When things were coming to a head with my stbxNPD husband, I was talking with a friend who gently asked me if I felt I was safe in the house with my husband. The first time he asked this, I batted the question away, assuring my friend that I was safe and fine. But later, I thought about his question. A lot.

The next time he asked me the same question, months later, I could say that I didn't know if I was safe in my home, that I felt afraid most of the time, and that I didn't know what to do. That conversation was enormously helpful to me. My friend really just listened. At the end, he told me that if I ever needed his help, all I had to do was ask. This conversation helped me talk about the abuse in my life to other very close friends. When I did I found out that many of them had been dying to talk to me about how uncomfortable my husband made them, how they saw me being isolated and depressed, and how helpless they felt to see me so unhappy.

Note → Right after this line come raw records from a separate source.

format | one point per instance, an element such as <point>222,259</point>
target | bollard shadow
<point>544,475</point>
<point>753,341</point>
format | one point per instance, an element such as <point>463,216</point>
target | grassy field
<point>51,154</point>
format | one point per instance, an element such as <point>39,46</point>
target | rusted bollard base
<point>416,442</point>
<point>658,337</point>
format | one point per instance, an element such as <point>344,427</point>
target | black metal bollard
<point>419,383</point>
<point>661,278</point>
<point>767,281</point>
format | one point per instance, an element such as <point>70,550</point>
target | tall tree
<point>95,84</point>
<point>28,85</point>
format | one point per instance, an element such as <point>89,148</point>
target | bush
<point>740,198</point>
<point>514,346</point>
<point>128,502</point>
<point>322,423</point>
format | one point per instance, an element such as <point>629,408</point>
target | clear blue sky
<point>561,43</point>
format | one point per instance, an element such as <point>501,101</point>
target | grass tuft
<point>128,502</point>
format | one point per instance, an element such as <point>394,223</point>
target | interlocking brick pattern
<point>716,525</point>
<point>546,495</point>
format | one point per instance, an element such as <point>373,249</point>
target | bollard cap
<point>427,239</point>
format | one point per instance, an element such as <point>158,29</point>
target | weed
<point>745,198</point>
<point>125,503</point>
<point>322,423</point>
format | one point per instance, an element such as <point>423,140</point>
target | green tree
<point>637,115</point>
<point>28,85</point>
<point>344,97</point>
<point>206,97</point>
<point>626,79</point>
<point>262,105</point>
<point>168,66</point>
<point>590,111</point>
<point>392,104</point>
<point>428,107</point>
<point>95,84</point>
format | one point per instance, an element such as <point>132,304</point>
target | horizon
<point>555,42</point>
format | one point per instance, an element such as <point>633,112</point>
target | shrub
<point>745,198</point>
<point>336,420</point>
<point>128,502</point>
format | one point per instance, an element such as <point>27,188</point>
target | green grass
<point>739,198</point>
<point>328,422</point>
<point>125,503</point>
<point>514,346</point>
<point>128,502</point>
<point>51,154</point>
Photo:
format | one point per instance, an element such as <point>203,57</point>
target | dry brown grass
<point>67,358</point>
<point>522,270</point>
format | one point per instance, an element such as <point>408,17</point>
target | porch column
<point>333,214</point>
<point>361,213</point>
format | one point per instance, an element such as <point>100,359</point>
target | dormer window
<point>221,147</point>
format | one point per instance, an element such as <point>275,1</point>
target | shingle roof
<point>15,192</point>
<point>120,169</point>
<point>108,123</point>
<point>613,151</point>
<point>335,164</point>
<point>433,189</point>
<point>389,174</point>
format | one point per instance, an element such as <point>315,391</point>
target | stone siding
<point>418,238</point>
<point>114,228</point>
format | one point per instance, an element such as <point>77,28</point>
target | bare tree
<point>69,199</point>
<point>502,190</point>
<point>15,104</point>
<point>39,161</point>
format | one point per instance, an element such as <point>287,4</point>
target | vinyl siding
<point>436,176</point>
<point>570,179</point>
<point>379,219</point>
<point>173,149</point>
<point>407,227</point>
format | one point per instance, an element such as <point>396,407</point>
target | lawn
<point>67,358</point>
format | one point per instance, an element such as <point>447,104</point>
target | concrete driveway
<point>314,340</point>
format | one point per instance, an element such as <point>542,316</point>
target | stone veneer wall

More and more, I find myself in your shoes. It's a very delicate balance to try to help someone who you suspect is in the middle of PD-related abuse. I think the best we can do is ask gentle questions and reassure the person that we are always there to listen. Also, as in the case of my friend, he checked in on me from time to time, just to see "how things were going." Now I know that he was also checking in to see if I was ready to talk.  These days, I do the same with people in my life who I know are having a hard time.  Sometimes just knowing that someone cares to call or email can mean so much.